As shown in Table 4, pulmonary histopathological abnormalities of SARS, MERS and COVID-19 cases are non-specific. These changes result from direct viral cytotoxic and immunopathogenic effects. They are mainly characterized by diffuse alveolar damage (DAD), which includes two categories, namely acute exudative DAD and proliferative DAD. Several SARS autopsy research showed that SARS-CoV could damage multiple tissues, however, the major histopathology involves lungs [55, 150, 151]. Different traits of DAD were observed during different disease stages [152]. Specifically, acute exudative DAD is the predominant pulmonary pathology finding of early period SARS. Besides, proliferative DAD was additionally observed in the progress period. Notably, with the extension of illness duration (over 2–3 weeks), the organizing and proliferative features of DAD became obvious while the exudative traits of DAD were rarely seen [55, 153, 154]. Similarly, DAD is the predominant pathological feature of MERS based on autopsy investigations of MERS [13, 155, 156]. Besides, focal hemorrhagic necrotizing pneumonia was also observed in MERS cases [156]. Considering autopsy studies were rarely performed, some experiments were carried out, of which the findings were consistent with that observed in humans [157, 158]. The major pulmonary histological performance of COVID-19 greatly resembled those of SARS and MERS, but differences exist as well. Similar to SARS, the microscopic manifestations of COVID-19 are different in different stages of illness [55, 144, 145]. The major pathology manifestations of COVID-19 include bilateral DAD as well as interstitial inflammation and fibrosis [146, 147]. Pleural lesions, mucous plugs and inflammatory cell infiltration were observed [148]. Whether hyaline membrane formation in infected lungs remains controversial in different research. Tian and colleagues compared the differences of histological features between early-stage COVID-19 and advanced-stage COVID-19 and declared that the formation of hyaline membrane might be a pathological characteristic of advanced-stage COVID-19 [144, 145]. Notably, intravascular microthrombi were found in patients with SARS and COVID-19 [55, 149, 153], and the combination of DAD and thrombosis contributed to the rapid deterioration of clinical conditions in severe COVID-19 cases [152].

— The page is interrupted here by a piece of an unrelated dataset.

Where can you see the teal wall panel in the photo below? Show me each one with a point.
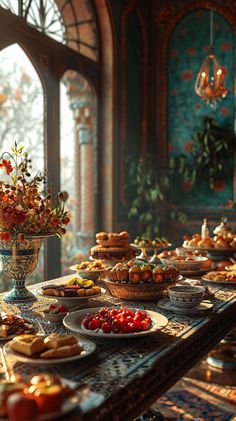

Table 4 Pulmonary pathology of COVID-19, SARS, and MERS


Although there are many similarities among SARS-CoV, MERS-CoV, and SARS-CoV-2 and severe illnesses cause by them, these lethal hCoVs and illnesses are characterized by distinctive traits. The periodical emergence of highly pathogenic hCoV has been sustainably posing heavy burden and threat to humans. Though some drugs were thought to be promising candidates for COVID-19 therapy, they were experimentally labeled as inefficient because of lacking therapeutic effects with statistical importance or reasonably satisfactory clinical outcomes [159], thus, approval medicines remain absent so far, and vaccines either. What should bear in mind is that MERS-CoV remains circulates [13] and the number of SARS-CoV-2 infected cases and deaths continues climbing quickly and the fast spread of SARS-CoV-2 attributed infodemic has been causing unnecessary panic globally. Thus, more research are urgently needed to unveil the secrets of these deadly hCoVs and related infections, especially in developing specific medicine and vaccines, and effective interventions should be prepared in case of the emerge or reemerge of hCoVs in the future as well, thereby minimizing the burden and threat resulted from the infections and spreads of hCoVs.